It's so darn much easier to understand all this if you simply set aside all that, "Grade this, Grade that" talk, and simply realize that VC papers potentially give you a continuum, with green or yellow filtration going the lower contrast direction, and blue or magenta toward toward higher contrast. Grade jargon made sense with real graded paper. But with split printing you don't need to worry about any of that to get optimal results. And the deeper the blue versus green the filter set is, the stronger the effect.
Of course, you can always use milder filters for an intermediate effect. A simple test strip can visually tell you everything you need to know, to at least get you on first base. That's important because different brands of paper often behave a little differently to split printing strategy.
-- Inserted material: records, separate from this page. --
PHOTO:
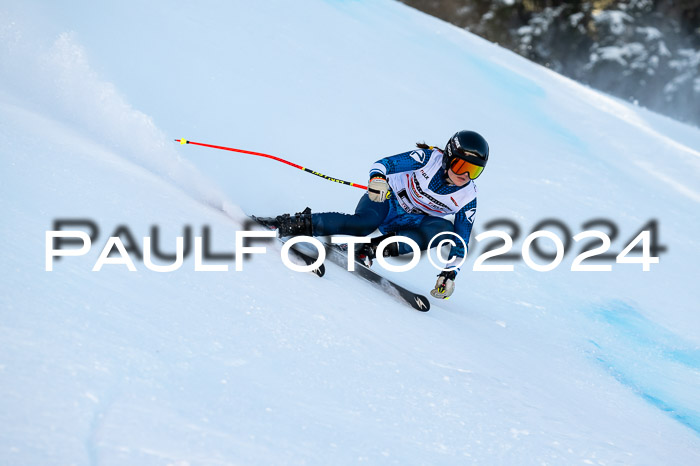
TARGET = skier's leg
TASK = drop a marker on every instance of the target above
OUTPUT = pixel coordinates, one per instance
(367, 217)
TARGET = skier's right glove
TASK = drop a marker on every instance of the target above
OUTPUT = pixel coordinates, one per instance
(377, 188)
(445, 285)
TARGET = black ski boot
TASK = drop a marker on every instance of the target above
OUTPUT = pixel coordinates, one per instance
(367, 252)
(298, 224)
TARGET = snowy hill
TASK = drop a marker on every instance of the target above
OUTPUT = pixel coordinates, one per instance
(269, 366)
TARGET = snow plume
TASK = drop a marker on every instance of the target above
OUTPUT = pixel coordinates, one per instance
(55, 78)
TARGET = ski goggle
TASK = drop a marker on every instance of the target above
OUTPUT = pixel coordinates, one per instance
(461, 166)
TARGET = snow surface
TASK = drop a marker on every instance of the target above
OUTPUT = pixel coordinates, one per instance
(269, 366)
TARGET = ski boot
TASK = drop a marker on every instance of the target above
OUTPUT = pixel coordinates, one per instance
(298, 224)
(367, 252)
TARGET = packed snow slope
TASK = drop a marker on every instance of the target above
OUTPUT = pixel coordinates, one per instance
(270, 366)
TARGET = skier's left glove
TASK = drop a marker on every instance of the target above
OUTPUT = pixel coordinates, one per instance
(445, 285)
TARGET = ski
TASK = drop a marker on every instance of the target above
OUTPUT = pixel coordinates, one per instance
(339, 256)
(302, 256)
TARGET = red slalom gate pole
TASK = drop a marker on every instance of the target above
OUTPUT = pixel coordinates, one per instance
(260, 154)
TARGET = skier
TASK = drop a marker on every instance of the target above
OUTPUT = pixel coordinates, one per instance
(409, 194)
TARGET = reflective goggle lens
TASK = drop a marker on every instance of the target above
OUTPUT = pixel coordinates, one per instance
(461, 166)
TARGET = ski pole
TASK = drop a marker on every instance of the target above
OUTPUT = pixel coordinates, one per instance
(260, 154)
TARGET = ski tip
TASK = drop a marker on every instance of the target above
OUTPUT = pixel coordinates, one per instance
(421, 303)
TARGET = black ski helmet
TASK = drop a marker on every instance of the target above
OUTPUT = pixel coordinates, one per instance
(468, 145)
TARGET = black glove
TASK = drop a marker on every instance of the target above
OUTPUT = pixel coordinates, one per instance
(445, 285)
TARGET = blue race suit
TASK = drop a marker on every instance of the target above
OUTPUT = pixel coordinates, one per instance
(420, 198)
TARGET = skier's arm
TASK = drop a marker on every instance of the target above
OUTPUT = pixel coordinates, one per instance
(464, 221)
(404, 162)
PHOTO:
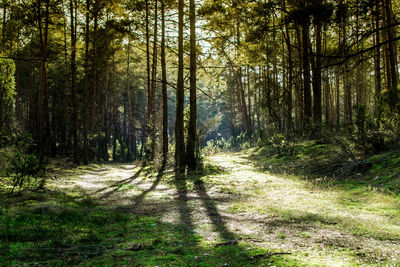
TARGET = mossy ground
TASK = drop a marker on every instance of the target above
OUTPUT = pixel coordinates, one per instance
(116, 215)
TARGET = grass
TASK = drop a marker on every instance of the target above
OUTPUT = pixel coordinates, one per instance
(119, 215)
(63, 230)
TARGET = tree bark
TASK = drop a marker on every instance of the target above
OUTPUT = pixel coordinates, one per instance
(164, 89)
(73, 7)
(317, 80)
(179, 124)
(192, 133)
(306, 73)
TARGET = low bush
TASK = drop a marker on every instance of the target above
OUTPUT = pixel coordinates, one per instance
(26, 171)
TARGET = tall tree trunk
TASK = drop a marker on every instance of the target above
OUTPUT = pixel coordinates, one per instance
(164, 89)
(86, 88)
(192, 133)
(348, 111)
(147, 131)
(317, 81)
(115, 108)
(94, 105)
(130, 129)
(249, 96)
(179, 125)
(306, 73)
(392, 72)
(43, 100)
(152, 101)
(377, 58)
(73, 7)
(289, 102)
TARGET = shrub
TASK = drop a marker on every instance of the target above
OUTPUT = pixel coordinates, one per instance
(25, 171)
(280, 144)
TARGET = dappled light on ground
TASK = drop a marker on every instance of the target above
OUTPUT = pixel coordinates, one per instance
(233, 200)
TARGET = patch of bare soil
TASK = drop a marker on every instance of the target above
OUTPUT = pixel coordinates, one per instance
(251, 206)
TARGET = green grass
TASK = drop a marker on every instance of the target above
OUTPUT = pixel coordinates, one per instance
(56, 229)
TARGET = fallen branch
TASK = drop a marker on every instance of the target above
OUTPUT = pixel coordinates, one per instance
(232, 242)
(269, 254)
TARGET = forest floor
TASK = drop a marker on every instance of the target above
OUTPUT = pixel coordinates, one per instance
(235, 213)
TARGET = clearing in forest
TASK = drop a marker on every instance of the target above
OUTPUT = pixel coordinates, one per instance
(233, 214)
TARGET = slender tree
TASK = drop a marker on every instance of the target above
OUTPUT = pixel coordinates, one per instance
(180, 91)
(164, 95)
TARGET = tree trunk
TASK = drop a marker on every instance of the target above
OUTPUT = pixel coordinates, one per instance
(306, 73)
(164, 89)
(179, 124)
(152, 101)
(192, 133)
(73, 7)
(43, 100)
(377, 59)
(86, 88)
(317, 81)
(392, 72)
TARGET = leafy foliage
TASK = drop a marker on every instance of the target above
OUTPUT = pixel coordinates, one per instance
(7, 90)
(26, 170)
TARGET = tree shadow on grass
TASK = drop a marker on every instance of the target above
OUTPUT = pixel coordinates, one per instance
(63, 229)
(116, 186)
(138, 199)
(215, 217)
(185, 212)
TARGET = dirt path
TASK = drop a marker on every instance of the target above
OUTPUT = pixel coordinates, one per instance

For certain ones, you can't even get a full DMax if at least a token amount of green light is added to the dominant blue exposure - perhaps evidence of a more complex paper emulsion than just two basic layers.
Otherwise, due to experience, I can achieve virtually identical results on VC paper using my conventional CMY colorheads, my RGB true additive colorheads, or my V54 blue-green cold light with optional hard blue vs hard green glass filters over the lens (namely, 47 blue versus 58 green). But ordinarily, my first test strip is done with plain light, and I go from there. It gets fast and intuitive after awhile. Often a single test strip is all I need.
But don't expect dense blue and green filters to obey the kind of time adjustment rules expressed in the previous thread. It all depends on the specific light source to begin with; and pure blue is a lot denser and slower to print than green. It's not like working with amber versus magenta VC sheet filter sets.
"Tone" is a tricky term. In color theory it means something completely different than seemingly here or in AA's Zone System jargon. He also synonymously mystified the term, "value" (no doubt as shorthand for grayscale value, which he should have spelled out in full). With reference to black and white printing, I personally use the expression "tone" only when referring to some actual perceptible indicative color shift due to a toning bath - a toner - whether selenium, gold toning, sulfide, split toning, etc.
In color theory, tone is opposite of tint. "Tone" means the addition of white, lightening hues; "tint" means darker or more black. More saturation of color is expressed by "chroma". But now we've got all kinds of computer-speak too, further confusing the terminology. Throw in some cellphone texting acronyms, and even the CIA probably couldn't decipher the meaning.